Quay County Sun - Serving the High Plains

Meetings watch - Tucumcari City Council


October 18, 2017

At its Oct.12 regular meeting, the Tucumcari City Commission:

• Gave final approval to an ordinance amending the city’s traffic code to comply with changes in state traffic codes. According to the ordinance text, the changes include adding six-passenger sport utility vehicles used for student transportation to the definition of “school bus,” requiring reduced speed when passing a vehicle that is stopped on the side of the road, and refining definition of off-road vehicles that are allowed on roadways.

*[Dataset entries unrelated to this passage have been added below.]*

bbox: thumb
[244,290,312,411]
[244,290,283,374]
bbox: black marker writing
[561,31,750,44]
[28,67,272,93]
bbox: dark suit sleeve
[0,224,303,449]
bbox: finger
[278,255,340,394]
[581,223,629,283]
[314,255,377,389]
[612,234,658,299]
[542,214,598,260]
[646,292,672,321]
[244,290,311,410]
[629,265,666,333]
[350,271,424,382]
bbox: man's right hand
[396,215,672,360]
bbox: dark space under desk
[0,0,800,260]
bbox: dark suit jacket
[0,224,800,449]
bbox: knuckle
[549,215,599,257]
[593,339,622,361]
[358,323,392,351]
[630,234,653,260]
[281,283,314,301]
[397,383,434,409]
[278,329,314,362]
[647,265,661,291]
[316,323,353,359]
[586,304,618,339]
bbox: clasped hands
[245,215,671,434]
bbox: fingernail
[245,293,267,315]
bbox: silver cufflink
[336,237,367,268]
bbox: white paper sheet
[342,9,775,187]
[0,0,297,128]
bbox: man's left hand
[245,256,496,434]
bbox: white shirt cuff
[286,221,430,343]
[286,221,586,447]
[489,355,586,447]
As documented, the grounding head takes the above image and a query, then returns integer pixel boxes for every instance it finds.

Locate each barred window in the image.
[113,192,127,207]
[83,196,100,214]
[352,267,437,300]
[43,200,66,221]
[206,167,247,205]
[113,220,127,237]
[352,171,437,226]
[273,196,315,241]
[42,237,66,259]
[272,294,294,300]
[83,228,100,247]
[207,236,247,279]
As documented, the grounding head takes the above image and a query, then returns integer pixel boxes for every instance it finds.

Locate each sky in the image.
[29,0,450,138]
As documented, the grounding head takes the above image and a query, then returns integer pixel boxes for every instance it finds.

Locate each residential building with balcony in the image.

• Gave final approval to an ordinance to change the required frequency of Tucumcari Senior Programs Board meetings to once every three months. Previously, the requirement was monthly meetings. Mayor Ruth Ann Litchfield said the change was needed because it was hard to get enough board members together monthly to make decisions.

• Voted to spend about $13,000 to update city government alarm systems, granting the contract to Rix Security of Tucumcari. The alarms will be upgraded in City Hall, at fire stations and at the police department, a text of the contract said. City Manager Jared Langenegger said the new system will allow local control of key systems that were located at a remote facility under the previous contract.

• Voted to accept a grant that allows more than $8,000 in overtime payments to police for New Mexico Department of Transportation traffic safety programs including ENDWI, which combats driving while intoxicated; Buckle Up and Click It or Ticket, which promote seat belt use; and the Selective Trafic Enforcement Program/100 Days and Nights of Summer program, which steps up traffic enforcement activities during summer months.

• Proclaimed Oct. 23-31 as Red Ribbon Week, which focuses on activities designed to prevent drug, alchohol and tobacco use by young people.

• Proclaimed Thursday as Arbor Day, which promotes planting and growing trees in the city. National Arbor Day falls on the last Friday in April, but states and municipalities are free to declare their own Arbor Day.